第53詩 『爛々たる立派な舞台の上で吟遊詩人は相棒の弦楽器と一緒弾き奏で想い唄う』

 それから。【ウヴァ】のワインの試飲と軽食を済ませたバレーノは、ジーナに御礼を述べてからギルドの外に出る。


「あっ! こんなところに居たのか!」

「居たのかー」


 そこにバッタリ出会したのは、さっきまであくせく走り回っていたのか、額に汗が煌めく少年二人……ヴィレとピーロだ。

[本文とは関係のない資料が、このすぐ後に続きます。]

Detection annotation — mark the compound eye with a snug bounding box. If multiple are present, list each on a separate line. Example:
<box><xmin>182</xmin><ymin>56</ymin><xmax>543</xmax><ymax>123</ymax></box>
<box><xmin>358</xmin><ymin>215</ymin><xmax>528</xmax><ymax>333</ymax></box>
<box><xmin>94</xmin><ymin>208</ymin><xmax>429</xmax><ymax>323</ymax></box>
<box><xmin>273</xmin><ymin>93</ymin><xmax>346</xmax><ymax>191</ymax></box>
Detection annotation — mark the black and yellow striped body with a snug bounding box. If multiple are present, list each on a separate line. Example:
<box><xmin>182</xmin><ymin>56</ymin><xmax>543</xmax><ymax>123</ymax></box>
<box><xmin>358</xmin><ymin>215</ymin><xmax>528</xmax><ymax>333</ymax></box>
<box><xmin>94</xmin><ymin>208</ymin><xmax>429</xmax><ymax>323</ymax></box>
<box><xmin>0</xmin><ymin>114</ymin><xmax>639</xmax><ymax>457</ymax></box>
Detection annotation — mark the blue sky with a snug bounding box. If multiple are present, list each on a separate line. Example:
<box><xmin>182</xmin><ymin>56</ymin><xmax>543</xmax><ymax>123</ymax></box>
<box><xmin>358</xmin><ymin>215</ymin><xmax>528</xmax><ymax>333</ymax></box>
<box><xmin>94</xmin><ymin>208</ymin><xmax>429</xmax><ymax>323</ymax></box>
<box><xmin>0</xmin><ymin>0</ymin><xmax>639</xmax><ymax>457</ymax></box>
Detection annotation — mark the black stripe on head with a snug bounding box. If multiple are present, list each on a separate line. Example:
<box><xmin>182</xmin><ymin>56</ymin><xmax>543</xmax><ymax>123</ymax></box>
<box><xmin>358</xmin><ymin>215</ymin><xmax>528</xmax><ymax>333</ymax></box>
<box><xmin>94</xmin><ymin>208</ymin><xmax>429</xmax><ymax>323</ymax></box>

「おお、ヴィレくんとピーロくんじゃないですか。何してたの? あっ、もしかして世のため人のために駆け巡る正義の執行官の責務を——」

「——違う……いや違わないけど、今はウンベルトたちが主導の手伝いをさせられてんだよ」

「ほー手伝いですか……イタズラの罰じゃなくて?」

「おまえから罰してやろうか化け物め」

「白い化け物ー」


 舌打ちをしながら、イタズラの罰なんかじゃないとピーロが言い返し、ヴィレが更に乗っかる。

 今日も二人の息はぴったりだなとバレーノは所感して、密かに背負ったブリランテを撫でながら、戯けながら笑みを浮かべる。


「あはははは、冗談冗談っ」

「分かればいいんだ分かればよ……つか、誰のせいで手伝わされてると思ってんだよ、なあヴィレ」

「そうだそうだー」

「え? 誰のせい?」


 会話の流れからだと、一体誰のことを示唆しているのかほんとうに検討が付かなくて、バレーノはキョトンとした目をする。


「……あれ? これマジで分かってない?」

「うん。わたしマジで分かってない」

「はあっ……オーケー、おれたちに付いて来い」


 苛立ちを押し込めたような、呆れ返ったような溜息を大きく吐き出してから、ピーロは親指だけ突き出した右手で彼自身の後方を示し、言葉通りの意味をジャスチャーでも告げる。


「今から?」

「ああそうだ。つか、どのみちそこに向かうことになるんだから、都合が良いまである」

「確かにー」


 そうやっつけ気味に言いながら、ヴィレとピーロはバレーノの横をすり抜け、我先にと歩みを進めて行く。振り返って彼らのこぢんまりとした背後ろを眺めながら、こういうエスコートも悪くないと胸に留め、バレーノは二人の後を追う……そして歩幅の有利を活かして接近し、ヴィレとピーロの背中を軽く触れる。


「せーの、とりゃあっ」

「うぎゃっ!?」

「ぐおお!?」


 突然背後を取られ、押すというよりは軽く撫でられるみたいな異質な衝撃を受け、ヴィレとピーロで対照的な喫驚っぷりを見せる。ヴィレはオーバーリアクションで身体を震わせ、ピーロは反射的に飛び引くように前方へと駆け出して振り返る。


「……なんの真似だ」

「何って、二人の真似だよ? ほら、二人してわたしを背中から蹴飛ばしたことあったでしょ?」

「うわ仕返しかよ。大人げねぇな」

「こんなのかわいいものだよ。あとちなみに、ほんとうに大人げないのはね? 膝小僧を擦りむいた慰謝料や、着ていた衣服が汚れたクリーニング代を請求すること……かな? ヴィレくんとピーロくんは、どっちが良かった?」

「うわー……それなら仕返される……いや違うっ、どっちも嫌だってのっ。もう案内してやんねー」

「金の亡者だっ! 逃げろー」


 リードがあったピーロが先行して走り出し、その後ろを和やかに騒ぎながらヴィレが追い掛ける。そんなわんぱくな二人の活気ある疾走をバレーノは見つめる。あと案内をしないと、逃げろと言いつつも、なんだかんだで二人とも速度の加減をして、バレーノが見失わない絶妙な距離を保っていたため、マイペースに歩きながらでも付いて行くことは出来た。やっぱり心優しい二人だなと、バレーノは再確認して遠回しな案内に信じて従う。


「おお……これは——」


 そうしてヴィレとピーロについて行って到着した先で、バレーノは感嘆を漏らしながら、やや見上げる。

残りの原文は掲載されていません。